The bfe class, similarly to other pagmo classes such as problem, algorithm, etc. is a type-erased container that stores internally what we call a UDBFE (user-defined batch fitness evaluator), which actually implements the evaluation of the fitnesses of a batch of input decision vectors. The thread_bfe UDBFE, for instance, parallelises the evaluation of a batch of decision vectors using the Intel TBB library.

In addition to the bfe class, pagmo problems can now implement an additional, optional method, called batch_fitness(), which implements the batch fitness evaluation functionality on a problem-by-problem basis.
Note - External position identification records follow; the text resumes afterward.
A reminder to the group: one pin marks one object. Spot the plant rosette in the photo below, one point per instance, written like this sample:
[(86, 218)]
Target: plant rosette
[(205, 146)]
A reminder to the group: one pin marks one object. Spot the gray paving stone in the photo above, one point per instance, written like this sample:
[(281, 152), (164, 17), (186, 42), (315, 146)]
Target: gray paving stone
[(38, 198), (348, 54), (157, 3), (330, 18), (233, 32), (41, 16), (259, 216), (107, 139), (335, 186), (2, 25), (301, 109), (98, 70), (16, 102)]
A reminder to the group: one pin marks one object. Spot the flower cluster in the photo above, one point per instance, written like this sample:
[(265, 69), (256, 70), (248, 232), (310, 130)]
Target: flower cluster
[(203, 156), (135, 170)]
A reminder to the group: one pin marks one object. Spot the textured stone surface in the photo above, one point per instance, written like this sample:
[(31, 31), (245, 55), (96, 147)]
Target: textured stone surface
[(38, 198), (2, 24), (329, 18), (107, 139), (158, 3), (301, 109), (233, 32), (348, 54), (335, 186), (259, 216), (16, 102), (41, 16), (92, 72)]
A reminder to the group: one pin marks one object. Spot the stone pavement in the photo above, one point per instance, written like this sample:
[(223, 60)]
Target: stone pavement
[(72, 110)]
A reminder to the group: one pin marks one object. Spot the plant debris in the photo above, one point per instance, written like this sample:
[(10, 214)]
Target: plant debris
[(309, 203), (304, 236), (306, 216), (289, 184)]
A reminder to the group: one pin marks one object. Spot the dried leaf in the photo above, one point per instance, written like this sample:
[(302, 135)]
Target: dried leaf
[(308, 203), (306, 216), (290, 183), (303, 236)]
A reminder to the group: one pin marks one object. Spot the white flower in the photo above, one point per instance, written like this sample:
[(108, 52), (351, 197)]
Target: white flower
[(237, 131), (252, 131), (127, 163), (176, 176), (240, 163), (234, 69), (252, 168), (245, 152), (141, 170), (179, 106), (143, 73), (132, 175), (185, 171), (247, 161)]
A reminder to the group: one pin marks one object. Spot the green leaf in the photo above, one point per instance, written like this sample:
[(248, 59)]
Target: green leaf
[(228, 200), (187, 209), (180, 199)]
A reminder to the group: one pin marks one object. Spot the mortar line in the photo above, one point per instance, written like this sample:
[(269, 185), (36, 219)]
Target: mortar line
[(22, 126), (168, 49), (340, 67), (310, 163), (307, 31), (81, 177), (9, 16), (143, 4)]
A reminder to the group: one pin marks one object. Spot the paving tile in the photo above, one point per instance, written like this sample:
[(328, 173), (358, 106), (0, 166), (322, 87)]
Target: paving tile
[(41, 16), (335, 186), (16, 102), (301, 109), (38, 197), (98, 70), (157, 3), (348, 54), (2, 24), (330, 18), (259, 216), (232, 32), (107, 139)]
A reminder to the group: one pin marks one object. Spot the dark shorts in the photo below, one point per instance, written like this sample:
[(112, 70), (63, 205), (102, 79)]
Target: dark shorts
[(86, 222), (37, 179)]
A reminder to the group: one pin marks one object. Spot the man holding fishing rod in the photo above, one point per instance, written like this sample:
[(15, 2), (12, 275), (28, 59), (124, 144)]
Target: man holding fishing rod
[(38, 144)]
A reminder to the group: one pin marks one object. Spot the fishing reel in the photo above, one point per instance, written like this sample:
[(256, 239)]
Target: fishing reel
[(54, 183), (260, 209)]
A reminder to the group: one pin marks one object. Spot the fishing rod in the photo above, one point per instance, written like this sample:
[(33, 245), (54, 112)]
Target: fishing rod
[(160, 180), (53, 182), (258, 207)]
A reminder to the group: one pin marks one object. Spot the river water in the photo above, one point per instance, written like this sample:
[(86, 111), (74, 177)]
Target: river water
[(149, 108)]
That is, whereas a thread_bfe is capable of accelerating the evaluation of a generic pagmo problem via the multi-threaded invocation of the problem's fitness() method, the batch_fitness() method is usable only by those problem actually implementing it. The batch_fitness() method requires, essentially, the implementation of the fitness function of a problem in two places, fitness() and batch_fitness(); the payoff is that the batch_fitness() method allows, for instance, to implement the parallelised evaluation of a group of individuals using specialised hardware(e.g., GPUs, SIMD instructions, etc.), which would not be otherwise possible with the bfe class (which only "sees" the fitness() method of the problem as a black box).

226 contains a complete, tested and API-documented batch fitness evaluation API for C++. The python exposition, however is incomplete, and user-docs and tutorials need also to be written, given the non-trivial nature of this new feature. This PR tracks the progress of the missing pieces.

Python

C++

Docs

bluescarni commented 4 years ago

This is now being worked on in #380.

bluescarni commented 4 years ago

Most of the todo items were completed in #380, the rest is more long term. Will close this for now.